An explanation of the parameters used is as follows:
* `-f a` indicates we performed rapid bootstrap analysis and search for best-scoring ML tree in one program run.
* `-x 61938` indicates we turned on rapid bootstrapping with a random seed of 61938.
* `-p 889575` indicates we specified a random seed of 889575 for the parsimony inferences. This is required for algorithms using some sort of randomization.
* `-#` indicates we performed 1000 pseudoreplicates for bootstrapping.
* `-k` specifies the bootstrapped trees are printed with branch lengths.
* `-m GTRGAMMA` indicates we used GTR as our model of DNA substitution, with estimated shape parameter

The tree outputted by RAxML can be found at `raxml/RAxML_bipartitionsBranchLabels.run7raxml.newick`.

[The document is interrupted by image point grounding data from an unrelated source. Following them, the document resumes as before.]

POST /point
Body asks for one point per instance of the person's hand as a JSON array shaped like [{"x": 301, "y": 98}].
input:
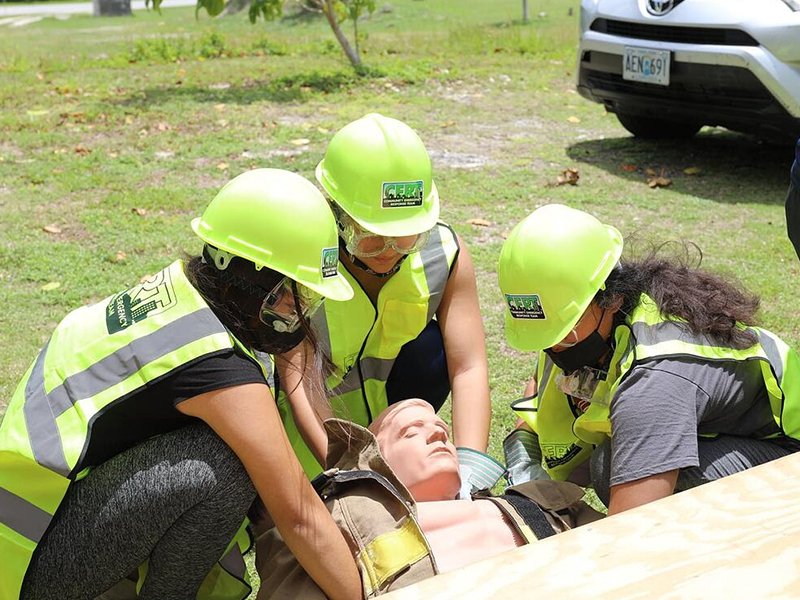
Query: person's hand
[
  {"x": 523, "y": 457},
  {"x": 478, "y": 471}
]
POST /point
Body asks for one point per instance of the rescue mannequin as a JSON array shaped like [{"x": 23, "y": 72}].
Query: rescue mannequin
[
  {"x": 403, "y": 503},
  {"x": 146, "y": 427},
  {"x": 661, "y": 354},
  {"x": 413, "y": 328}
]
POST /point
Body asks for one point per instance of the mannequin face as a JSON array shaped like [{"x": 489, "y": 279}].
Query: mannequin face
[{"x": 415, "y": 443}]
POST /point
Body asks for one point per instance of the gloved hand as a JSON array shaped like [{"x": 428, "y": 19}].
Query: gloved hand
[
  {"x": 479, "y": 471},
  {"x": 523, "y": 457}
]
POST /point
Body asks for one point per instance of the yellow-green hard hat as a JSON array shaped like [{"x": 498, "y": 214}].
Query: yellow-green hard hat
[
  {"x": 377, "y": 170},
  {"x": 551, "y": 266},
  {"x": 280, "y": 220}
]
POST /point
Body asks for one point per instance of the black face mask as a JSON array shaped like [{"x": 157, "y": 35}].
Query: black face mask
[{"x": 586, "y": 353}]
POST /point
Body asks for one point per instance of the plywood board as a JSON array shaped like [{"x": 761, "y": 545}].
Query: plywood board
[{"x": 736, "y": 538}]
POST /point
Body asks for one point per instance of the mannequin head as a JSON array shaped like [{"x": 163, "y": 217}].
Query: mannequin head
[{"x": 415, "y": 443}]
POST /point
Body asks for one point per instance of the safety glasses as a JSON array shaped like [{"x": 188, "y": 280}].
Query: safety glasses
[
  {"x": 279, "y": 309},
  {"x": 365, "y": 244}
]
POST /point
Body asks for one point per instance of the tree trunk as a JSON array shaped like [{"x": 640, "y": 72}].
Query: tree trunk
[{"x": 351, "y": 54}]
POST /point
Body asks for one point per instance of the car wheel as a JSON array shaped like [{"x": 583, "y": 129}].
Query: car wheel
[{"x": 650, "y": 128}]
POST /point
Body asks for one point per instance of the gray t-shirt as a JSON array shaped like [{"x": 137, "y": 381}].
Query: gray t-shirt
[{"x": 662, "y": 405}]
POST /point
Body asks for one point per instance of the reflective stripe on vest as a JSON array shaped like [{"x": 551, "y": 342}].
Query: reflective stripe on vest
[
  {"x": 648, "y": 335},
  {"x": 363, "y": 341},
  {"x": 96, "y": 356}
]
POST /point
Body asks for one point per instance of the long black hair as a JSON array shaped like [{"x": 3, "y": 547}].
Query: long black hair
[
  {"x": 711, "y": 305},
  {"x": 238, "y": 308}
]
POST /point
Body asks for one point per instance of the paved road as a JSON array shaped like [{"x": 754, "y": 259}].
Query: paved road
[{"x": 10, "y": 10}]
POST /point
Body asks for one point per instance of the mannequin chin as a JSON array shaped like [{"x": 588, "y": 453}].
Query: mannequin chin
[{"x": 415, "y": 443}]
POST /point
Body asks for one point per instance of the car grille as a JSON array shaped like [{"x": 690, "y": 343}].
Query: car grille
[{"x": 669, "y": 33}]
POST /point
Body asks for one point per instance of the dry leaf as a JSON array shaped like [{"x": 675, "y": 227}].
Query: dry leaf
[
  {"x": 655, "y": 182},
  {"x": 570, "y": 176}
]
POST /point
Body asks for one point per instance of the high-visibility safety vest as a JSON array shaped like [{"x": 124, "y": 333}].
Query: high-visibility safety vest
[
  {"x": 363, "y": 339},
  {"x": 97, "y": 357},
  {"x": 567, "y": 436}
]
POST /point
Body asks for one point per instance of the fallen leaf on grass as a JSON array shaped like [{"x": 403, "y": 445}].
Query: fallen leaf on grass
[
  {"x": 570, "y": 176},
  {"x": 655, "y": 182}
]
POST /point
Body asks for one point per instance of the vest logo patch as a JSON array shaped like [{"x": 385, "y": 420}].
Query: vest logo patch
[
  {"x": 401, "y": 194},
  {"x": 330, "y": 262},
  {"x": 525, "y": 306},
  {"x": 150, "y": 298}
]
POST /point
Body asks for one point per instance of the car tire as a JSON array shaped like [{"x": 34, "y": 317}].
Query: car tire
[{"x": 650, "y": 128}]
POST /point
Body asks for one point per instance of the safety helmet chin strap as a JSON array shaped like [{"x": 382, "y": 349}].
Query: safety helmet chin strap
[{"x": 364, "y": 267}]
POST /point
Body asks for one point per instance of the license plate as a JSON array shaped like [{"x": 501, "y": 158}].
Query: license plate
[{"x": 646, "y": 65}]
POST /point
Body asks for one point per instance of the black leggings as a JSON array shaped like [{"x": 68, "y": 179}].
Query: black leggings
[{"x": 177, "y": 499}]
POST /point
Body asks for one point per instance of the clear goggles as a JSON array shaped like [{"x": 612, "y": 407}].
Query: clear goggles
[
  {"x": 279, "y": 309},
  {"x": 365, "y": 244}
]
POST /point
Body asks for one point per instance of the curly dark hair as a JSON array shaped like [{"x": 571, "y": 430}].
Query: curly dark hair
[{"x": 711, "y": 305}]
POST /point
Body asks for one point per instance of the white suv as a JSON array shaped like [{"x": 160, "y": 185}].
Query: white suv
[{"x": 668, "y": 67}]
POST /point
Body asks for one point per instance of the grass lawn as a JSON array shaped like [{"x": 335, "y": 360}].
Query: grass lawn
[{"x": 116, "y": 132}]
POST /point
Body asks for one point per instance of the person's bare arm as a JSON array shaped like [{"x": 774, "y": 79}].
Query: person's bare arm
[
  {"x": 641, "y": 491},
  {"x": 465, "y": 346},
  {"x": 308, "y": 411},
  {"x": 246, "y": 417}
]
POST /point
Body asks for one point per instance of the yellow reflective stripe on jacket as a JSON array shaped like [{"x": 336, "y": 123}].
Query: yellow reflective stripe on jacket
[
  {"x": 389, "y": 553},
  {"x": 363, "y": 340},
  {"x": 97, "y": 355}
]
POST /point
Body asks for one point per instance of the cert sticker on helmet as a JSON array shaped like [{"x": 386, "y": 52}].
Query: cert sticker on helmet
[
  {"x": 330, "y": 262},
  {"x": 525, "y": 306},
  {"x": 402, "y": 194}
]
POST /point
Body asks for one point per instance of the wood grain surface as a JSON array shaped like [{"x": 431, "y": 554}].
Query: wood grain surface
[{"x": 736, "y": 538}]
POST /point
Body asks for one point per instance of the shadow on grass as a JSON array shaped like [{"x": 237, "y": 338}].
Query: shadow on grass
[
  {"x": 723, "y": 166},
  {"x": 295, "y": 88}
]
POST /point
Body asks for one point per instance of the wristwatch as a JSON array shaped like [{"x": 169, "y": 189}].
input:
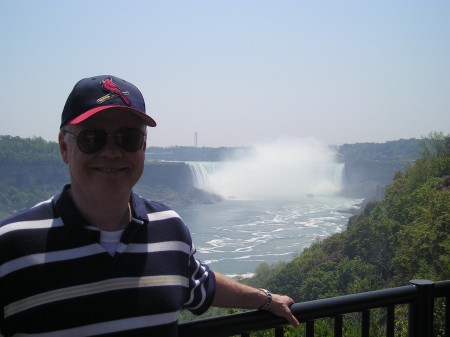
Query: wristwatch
[{"x": 266, "y": 305}]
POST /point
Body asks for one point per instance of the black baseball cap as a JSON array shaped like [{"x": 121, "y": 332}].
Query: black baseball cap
[{"x": 94, "y": 94}]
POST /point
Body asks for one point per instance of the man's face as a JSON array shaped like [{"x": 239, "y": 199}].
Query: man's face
[{"x": 110, "y": 170}]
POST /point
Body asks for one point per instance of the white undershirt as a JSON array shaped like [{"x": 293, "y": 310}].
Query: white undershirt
[{"x": 110, "y": 240}]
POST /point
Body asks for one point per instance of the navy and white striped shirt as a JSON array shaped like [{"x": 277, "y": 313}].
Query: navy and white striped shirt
[{"x": 57, "y": 280}]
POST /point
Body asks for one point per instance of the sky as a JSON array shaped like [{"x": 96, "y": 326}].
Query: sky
[{"x": 235, "y": 72}]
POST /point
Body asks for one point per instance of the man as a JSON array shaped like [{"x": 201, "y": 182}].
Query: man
[{"x": 98, "y": 259}]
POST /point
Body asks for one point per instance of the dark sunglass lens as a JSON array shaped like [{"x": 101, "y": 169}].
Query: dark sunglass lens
[
  {"x": 91, "y": 141},
  {"x": 130, "y": 140}
]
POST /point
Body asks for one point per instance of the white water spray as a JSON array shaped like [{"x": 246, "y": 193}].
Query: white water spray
[{"x": 283, "y": 169}]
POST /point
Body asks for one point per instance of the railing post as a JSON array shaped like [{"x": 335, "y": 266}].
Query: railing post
[{"x": 421, "y": 313}]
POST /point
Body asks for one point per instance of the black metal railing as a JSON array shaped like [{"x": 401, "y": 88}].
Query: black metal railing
[{"x": 419, "y": 296}]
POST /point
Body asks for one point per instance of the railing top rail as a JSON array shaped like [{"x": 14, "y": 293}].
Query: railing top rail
[{"x": 305, "y": 311}]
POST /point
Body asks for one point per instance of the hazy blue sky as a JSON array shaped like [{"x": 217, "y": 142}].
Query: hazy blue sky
[{"x": 236, "y": 72}]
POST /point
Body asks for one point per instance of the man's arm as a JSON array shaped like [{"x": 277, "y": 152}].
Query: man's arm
[{"x": 232, "y": 294}]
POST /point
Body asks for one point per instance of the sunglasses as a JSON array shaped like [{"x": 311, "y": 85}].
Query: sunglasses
[{"x": 90, "y": 141}]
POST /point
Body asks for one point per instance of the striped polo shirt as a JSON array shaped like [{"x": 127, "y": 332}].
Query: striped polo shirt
[{"x": 57, "y": 280}]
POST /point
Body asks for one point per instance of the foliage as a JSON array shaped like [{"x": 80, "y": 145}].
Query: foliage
[{"x": 403, "y": 237}]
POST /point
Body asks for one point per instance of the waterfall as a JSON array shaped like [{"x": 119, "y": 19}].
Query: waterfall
[{"x": 273, "y": 171}]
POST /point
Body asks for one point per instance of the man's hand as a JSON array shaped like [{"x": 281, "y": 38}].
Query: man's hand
[
  {"x": 232, "y": 294},
  {"x": 280, "y": 306}
]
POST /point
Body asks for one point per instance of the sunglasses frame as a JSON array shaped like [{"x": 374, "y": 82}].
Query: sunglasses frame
[{"x": 115, "y": 134}]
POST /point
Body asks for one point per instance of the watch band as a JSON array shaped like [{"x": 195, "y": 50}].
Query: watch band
[{"x": 266, "y": 305}]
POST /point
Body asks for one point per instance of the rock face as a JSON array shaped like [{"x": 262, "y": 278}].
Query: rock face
[{"x": 367, "y": 178}]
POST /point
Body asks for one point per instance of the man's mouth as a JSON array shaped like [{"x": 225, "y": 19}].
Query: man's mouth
[{"x": 109, "y": 169}]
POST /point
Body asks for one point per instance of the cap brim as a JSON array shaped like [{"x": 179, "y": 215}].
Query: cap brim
[{"x": 145, "y": 118}]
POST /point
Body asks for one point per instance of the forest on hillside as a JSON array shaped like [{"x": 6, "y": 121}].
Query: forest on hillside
[{"x": 403, "y": 237}]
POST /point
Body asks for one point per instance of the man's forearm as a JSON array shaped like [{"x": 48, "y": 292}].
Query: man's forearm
[{"x": 232, "y": 294}]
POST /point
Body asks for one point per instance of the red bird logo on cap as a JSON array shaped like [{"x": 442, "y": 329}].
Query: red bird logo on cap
[{"x": 113, "y": 90}]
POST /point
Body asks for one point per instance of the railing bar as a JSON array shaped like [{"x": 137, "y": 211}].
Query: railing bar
[
  {"x": 365, "y": 324},
  {"x": 233, "y": 325},
  {"x": 390, "y": 321},
  {"x": 447, "y": 316},
  {"x": 310, "y": 329},
  {"x": 338, "y": 324}
]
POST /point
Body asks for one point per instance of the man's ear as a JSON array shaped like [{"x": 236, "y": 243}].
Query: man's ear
[{"x": 63, "y": 147}]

![Maximum likelihood tree](raxml/RAxML_bipartitionsBranchLabels.run7raxml.png)

### Finding the optimal tree distribution using Bayesian Inference ###

The BEAST XML configuration file was first constructed using `beauti` with the following settings:

*** Site Model ***
* The model of DNA substitution was set to GTR.
* The gamma category count was set to 4.
* The shape parameter was set to 4.00.
* The proportion of invariant sites was set to 0.00.
* The substitution rates parameters were all left at their defaults, with rates of 1.0 and estimated (with the exception of CT, which was the default option). 
* Frequencies were estimated.

*** Clock Model ***
* The clock model used was strict, with a clock rate of 1.0.

*** Priors ***
* The prior tree used was the Yule Model.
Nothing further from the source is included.